Over the years, employers and employees alike have cited ‘use or lose’ as the main reason why people don’t enroll in FSAs.  On behalf of our members, the ECFC waged an intense campaign to revise the ‘use or lose’ attribute and, as you know, in October 2013 the rule was revised to allow employers the option to offer a carryover of up to $500 of unused funds. 
In March 2015, ECFC conducted a member survey as a follow-up to the ECFC December 2014 survey to better understand how the implementation of the carryover rule impacted FSA enrollment. Surveys were sent to 118 ECFC members and we had a 31% response rate.  With the results in, we wanted to take this opportunity to share our findings.

Key Findings
- Offering the carryover option is perceived as increasing FSA value to employers AND employees
- The majority of the responders offered the carryover option to their employers
- The majority of the responders felt the carryover option resulted in increased enrollment rates

Survey Details

To gain some insight into how the carryover option impacted FSA enrollment, we asked members whether or not they saw a change in FSA participation after employers implemented the carryover. Of respondents who felt they had enough information to answer this question, about 73% reported that they saw an increase in FSA participation after employers switched to the carryover, while 27% did not notice a change. We also asked members to rate how much employers and employees valued offering and participating in an FSA (respectively) after implementing the carryover, and a large majority reported that the carryover seemed to add value for both employers and employees. About 91% of members either agreed or strongly agreed that employers saw the carryover as increasing the value of offering an FSA, and 83% agreed or strongly agreed that employees who were offered the carryover viewed the change as adding value to participating in an FSA.

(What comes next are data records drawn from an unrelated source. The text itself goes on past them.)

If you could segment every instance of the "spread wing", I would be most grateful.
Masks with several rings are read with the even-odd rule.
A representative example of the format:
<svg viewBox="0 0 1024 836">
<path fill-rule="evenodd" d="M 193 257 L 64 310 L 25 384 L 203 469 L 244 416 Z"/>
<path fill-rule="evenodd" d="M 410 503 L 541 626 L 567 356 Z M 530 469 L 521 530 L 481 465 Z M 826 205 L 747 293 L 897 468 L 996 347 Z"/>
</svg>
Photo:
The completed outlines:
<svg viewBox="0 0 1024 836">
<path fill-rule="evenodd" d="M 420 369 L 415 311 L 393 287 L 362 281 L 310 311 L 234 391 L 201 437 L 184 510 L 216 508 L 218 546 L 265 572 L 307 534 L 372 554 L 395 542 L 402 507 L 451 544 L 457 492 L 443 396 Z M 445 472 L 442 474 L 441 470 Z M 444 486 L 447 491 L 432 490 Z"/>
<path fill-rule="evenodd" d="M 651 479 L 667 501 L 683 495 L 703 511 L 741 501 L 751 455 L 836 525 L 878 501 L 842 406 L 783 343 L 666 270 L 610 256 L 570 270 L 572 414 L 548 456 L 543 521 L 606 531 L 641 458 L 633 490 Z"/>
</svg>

In general, when we asked our membership whether they thought the carryover would impact FSA participation, 75% of survey respondents said they thought the carryover option would result in increased FSA participation, while 3% thought it would result in a decrease in participation and 22% did not think it would have an impact.

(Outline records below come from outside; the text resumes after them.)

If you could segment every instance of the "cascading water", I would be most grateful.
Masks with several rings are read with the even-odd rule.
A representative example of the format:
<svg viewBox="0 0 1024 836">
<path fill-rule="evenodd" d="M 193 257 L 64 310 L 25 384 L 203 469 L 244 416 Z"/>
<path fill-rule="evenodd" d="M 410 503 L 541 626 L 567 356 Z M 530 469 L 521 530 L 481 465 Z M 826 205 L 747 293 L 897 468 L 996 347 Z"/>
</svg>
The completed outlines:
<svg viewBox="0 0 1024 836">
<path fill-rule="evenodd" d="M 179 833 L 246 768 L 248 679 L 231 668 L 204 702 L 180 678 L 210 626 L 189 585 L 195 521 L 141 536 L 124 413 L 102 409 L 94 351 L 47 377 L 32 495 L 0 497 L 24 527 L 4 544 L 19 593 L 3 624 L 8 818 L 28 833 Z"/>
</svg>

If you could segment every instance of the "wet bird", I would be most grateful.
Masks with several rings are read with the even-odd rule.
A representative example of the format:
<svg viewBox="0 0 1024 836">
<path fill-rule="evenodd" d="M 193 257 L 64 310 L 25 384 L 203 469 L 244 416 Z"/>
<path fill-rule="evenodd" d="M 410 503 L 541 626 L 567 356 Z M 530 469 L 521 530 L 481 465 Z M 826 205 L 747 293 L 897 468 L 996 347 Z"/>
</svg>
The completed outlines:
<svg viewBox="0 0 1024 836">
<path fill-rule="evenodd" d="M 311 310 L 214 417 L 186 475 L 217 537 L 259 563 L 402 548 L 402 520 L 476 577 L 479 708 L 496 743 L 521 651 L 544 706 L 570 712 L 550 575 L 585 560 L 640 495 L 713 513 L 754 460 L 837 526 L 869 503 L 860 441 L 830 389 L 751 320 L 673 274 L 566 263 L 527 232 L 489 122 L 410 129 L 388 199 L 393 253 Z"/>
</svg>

ECFC is pleased to see that our members have benefited from the advocacy efforts put forth to change the ‘use or lose’ provision and that ECFC members see additional value with this provision, and, in turn, employers and TPAs are likely to see increased FSA participation rates as a result of implementing the carryover option.
Thank you to all of our members who took the time to complete our latest survey. These findings provide ECFC and its members with valuable insights on the outcome and trends resulting from improved legislation such as the Carryover provision, and underscore the value of and commitment to future ECFC advocacy efforts.